On 19th July, we invited Normal Stream educators to participate in a  dialogue about what top hirers of ITE graduates are looking for and how we can build key competencies needed for our students to thrive in the working world.

Here are some event highlights from that day!


Industry experts from Hotel Jen Orchardgateway, LinkedIn and Shell were on the panel for our session. While their sharing focused on the evolving landscape of the working world, questions from the audience also honed in on topics such as what are the skills students need to develop to thrive in the workforce. Some of these skills include adaptability, problem-solving skills and communication skills.



Vanessa anchored her sharing on the need to look beyond present situations and circumstances to call forth the potential in people. At Halogen, we believe that every youth has the innate potential to make a difference and be a positive influence. Vanessa emphasised the importance of giving youth platforms to affect change in their spheres of respective influence. Having positive adult figures come alongside youth is what steered Vanessa to being a mentor in the lives of youth. Just as she has benefitted from leaders who guided her patiently through her difficult circumstances, she highlighted how Educators have tremendous influence over their students.


Recruitment Methods are Evolving

“We need a fundamental shift in the way we teach students to look for a job.”  – Hosea Lai, Head of Social Impact APAC, LinkedIn

Hosea spoke about some trends he observed with people maximising the digital sphere to search for new hires. Having skillsets such as problem solving, communications, resilience and adaptability are increasing in importance in the workplace, compared to the traditional route of having just diplomas and degrees under the belt. An example would be how over 95% of Fortune 500 companies in2018 use LinkedIn Talent Solutions to search for potential hires on LinkedIn, a professional network.

A supportive environment that nurtures self-confidence

Learn to accept failure at an early stage.” – Thaya Nanthini M., Recruiter, Shell Singapore

One main theme that arose in our session was the lack of confidence in young job seekers. Thaya, our panel speaker from Shell Singapore highlighted the effect an environment has on someone. Creating an encouraging and supportive environment can build confidence in students which results in people who are more willing to think out of the box and try new things. “No one likes to fail. But it’s through our failure that we realise and learn from our mistakes. This also builds resilience, giving us the opportunity to bounce back from our setbacks.”

Every setback presents an opportunity to learn and grow. 

“You can master soft skills through getting comments and feedback. This helps you to move to the next level.” – Derick Ooi, Human Resources Manager, Hotel Jen Orchardgateway Singapore

Derick pointed out that in order to thrive in the working world, it’s important for one to continually improve themselves. Whether it’s developing a growth mindset towards situations they face or being a master of a skillset, it’s key to take in feedback and grow. Sharing from his personal experience of starting out as a waiter in the F&B line, he had his fair share of feedback. But taking his supervisor’s comments objectively has helped him to be where he is today.

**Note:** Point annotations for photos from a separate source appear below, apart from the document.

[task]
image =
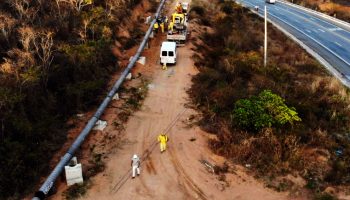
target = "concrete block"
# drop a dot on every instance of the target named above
(74, 174)
(100, 125)
(129, 76)
(142, 60)
(116, 97)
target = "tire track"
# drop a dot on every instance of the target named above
(187, 179)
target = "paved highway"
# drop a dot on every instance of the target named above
(329, 41)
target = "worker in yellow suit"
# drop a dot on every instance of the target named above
(163, 139)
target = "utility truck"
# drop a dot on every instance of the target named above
(168, 53)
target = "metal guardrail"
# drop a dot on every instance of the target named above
(319, 58)
(48, 184)
(342, 24)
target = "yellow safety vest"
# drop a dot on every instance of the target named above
(162, 138)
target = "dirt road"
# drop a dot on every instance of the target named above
(177, 173)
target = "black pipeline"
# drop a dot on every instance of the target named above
(47, 185)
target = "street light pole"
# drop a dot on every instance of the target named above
(265, 40)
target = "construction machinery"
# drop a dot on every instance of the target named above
(177, 28)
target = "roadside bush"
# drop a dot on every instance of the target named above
(263, 111)
(258, 127)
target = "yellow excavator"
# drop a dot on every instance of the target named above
(177, 28)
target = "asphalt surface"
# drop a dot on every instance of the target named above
(331, 42)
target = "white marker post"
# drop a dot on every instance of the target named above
(265, 41)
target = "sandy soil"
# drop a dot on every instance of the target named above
(177, 173)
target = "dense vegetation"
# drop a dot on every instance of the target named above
(288, 117)
(55, 58)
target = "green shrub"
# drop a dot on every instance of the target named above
(266, 110)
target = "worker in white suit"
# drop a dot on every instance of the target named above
(135, 164)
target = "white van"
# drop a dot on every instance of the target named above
(168, 53)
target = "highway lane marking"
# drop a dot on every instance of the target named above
(335, 29)
(315, 40)
(338, 44)
(318, 25)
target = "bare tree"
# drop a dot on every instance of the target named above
(27, 36)
(43, 45)
(6, 25)
(17, 63)
(23, 9)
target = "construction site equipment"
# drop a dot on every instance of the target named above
(162, 139)
(135, 164)
(168, 53)
(49, 182)
(160, 23)
(177, 29)
(185, 7)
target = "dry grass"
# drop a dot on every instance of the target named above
(231, 69)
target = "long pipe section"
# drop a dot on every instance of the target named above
(45, 188)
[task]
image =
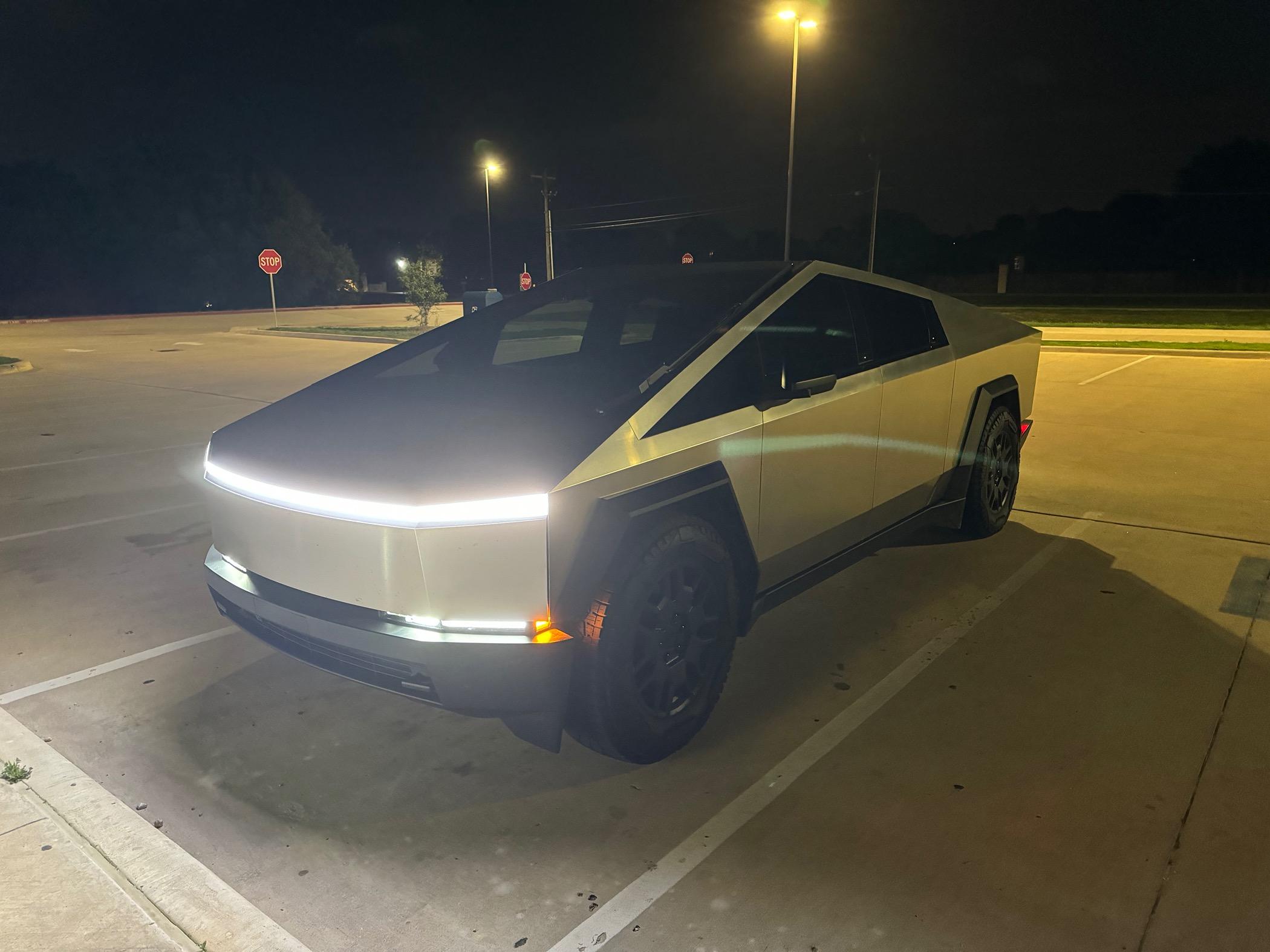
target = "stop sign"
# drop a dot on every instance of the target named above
(271, 262)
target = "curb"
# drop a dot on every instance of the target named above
(1165, 352)
(281, 333)
(187, 893)
(197, 314)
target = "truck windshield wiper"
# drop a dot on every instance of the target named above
(643, 387)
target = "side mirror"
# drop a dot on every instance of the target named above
(813, 386)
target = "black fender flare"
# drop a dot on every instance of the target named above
(988, 394)
(705, 491)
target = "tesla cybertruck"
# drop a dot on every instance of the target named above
(562, 511)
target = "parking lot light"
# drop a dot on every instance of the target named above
(490, 168)
(799, 24)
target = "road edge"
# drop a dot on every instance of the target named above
(1162, 351)
(189, 895)
(281, 333)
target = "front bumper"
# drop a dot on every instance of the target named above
(527, 686)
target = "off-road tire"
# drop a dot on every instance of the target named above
(666, 616)
(995, 478)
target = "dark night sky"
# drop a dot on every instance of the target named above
(980, 108)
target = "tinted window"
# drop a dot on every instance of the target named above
(810, 335)
(593, 335)
(899, 325)
(731, 385)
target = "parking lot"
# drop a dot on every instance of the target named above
(1052, 739)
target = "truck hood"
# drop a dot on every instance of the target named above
(417, 439)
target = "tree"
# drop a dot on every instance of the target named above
(421, 276)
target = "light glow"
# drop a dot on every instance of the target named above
(412, 517)
(483, 625)
(464, 631)
(233, 564)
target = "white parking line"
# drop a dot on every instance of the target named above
(617, 913)
(183, 890)
(99, 456)
(97, 522)
(107, 667)
(1114, 370)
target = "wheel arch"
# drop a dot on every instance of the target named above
(705, 493)
(1002, 391)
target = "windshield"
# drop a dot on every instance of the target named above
(599, 334)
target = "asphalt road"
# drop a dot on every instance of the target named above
(1050, 739)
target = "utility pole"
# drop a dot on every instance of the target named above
(789, 168)
(873, 225)
(548, 195)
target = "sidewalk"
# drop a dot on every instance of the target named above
(59, 893)
(1152, 334)
(80, 870)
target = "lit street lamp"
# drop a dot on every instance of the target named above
(799, 24)
(489, 167)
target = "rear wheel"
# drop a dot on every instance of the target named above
(995, 478)
(657, 644)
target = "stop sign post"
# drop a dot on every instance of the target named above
(271, 263)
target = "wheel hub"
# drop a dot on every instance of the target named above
(679, 654)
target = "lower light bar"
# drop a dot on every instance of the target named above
(477, 632)
(413, 517)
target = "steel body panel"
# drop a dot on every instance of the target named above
(474, 678)
(819, 456)
(809, 478)
(913, 435)
(458, 572)
(628, 462)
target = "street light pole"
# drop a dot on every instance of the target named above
(873, 222)
(799, 24)
(548, 192)
(489, 227)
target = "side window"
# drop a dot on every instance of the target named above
(899, 325)
(731, 385)
(810, 335)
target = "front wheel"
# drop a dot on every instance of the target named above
(995, 478)
(657, 644)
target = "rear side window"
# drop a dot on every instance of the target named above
(899, 325)
(731, 385)
(810, 335)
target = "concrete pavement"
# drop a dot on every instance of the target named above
(1081, 769)
(1166, 334)
(59, 893)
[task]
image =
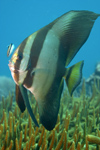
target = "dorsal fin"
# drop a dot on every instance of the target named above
(73, 29)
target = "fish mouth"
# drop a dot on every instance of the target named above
(12, 67)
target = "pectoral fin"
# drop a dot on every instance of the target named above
(73, 76)
(26, 100)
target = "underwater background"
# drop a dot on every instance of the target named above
(78, 124)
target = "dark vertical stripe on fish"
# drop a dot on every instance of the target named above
(35, 52)
(21, 49)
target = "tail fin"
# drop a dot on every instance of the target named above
(73, 76)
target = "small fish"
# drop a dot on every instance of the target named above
(10, 49)
(39, 64)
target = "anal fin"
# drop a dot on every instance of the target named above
(49, 106)
(19, 99)
(26, 100)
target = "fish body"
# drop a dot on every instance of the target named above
(10, 49)
(39, 63)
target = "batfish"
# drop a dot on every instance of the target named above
(39, 64)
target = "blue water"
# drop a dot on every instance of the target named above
(20, 18)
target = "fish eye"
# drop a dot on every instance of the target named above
(19, 56)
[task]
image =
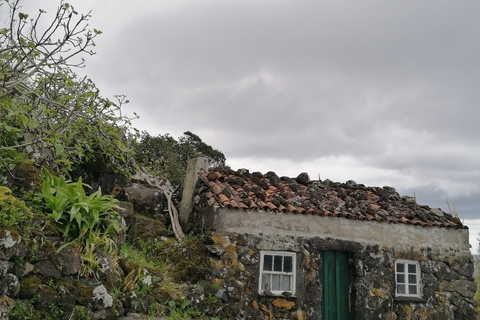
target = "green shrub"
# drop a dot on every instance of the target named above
(79, 216)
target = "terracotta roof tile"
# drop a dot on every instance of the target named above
(242, 190)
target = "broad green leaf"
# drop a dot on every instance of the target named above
(33, 124)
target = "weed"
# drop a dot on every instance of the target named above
(54, 311)
(79, 313)
(22, 310)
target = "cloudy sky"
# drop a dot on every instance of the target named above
(380, 92)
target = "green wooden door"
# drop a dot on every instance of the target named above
(335, 279)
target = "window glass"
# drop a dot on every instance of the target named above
(412, 289)
(407, 276)
(400, 267)
(412, 268)
(276, 282)
(277, 263)
(277, 272)
(288, 264)
(286, 283)
(266, 282)
(267, 262)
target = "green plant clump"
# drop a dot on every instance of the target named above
(87, 221)
(78, 215)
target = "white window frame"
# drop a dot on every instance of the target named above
(407, 282)
(291, 274)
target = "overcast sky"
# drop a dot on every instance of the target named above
(380, 92)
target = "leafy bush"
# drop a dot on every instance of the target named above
(45, 109)
(168, 158)
(79, 216)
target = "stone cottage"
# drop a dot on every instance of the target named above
(285, 248)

Network for Teaching Entrepreneurship

It’s important to build 21st Century competencies beyond academic achievements among our youth. Skills such as critical thinking, analytical thinking and resilience are key in helping them navigate through future endeavours. The Network for Teaching Entrepreneurship (NFTE, pronounced as ‘nifty’) programme is dedicated to activating the entrepreneurial mindset in students. Key indicators of having an entrepreneurial mindset include showing initiative and self-reliance, flexibility and adaptability as well as being comfortable with taking risks.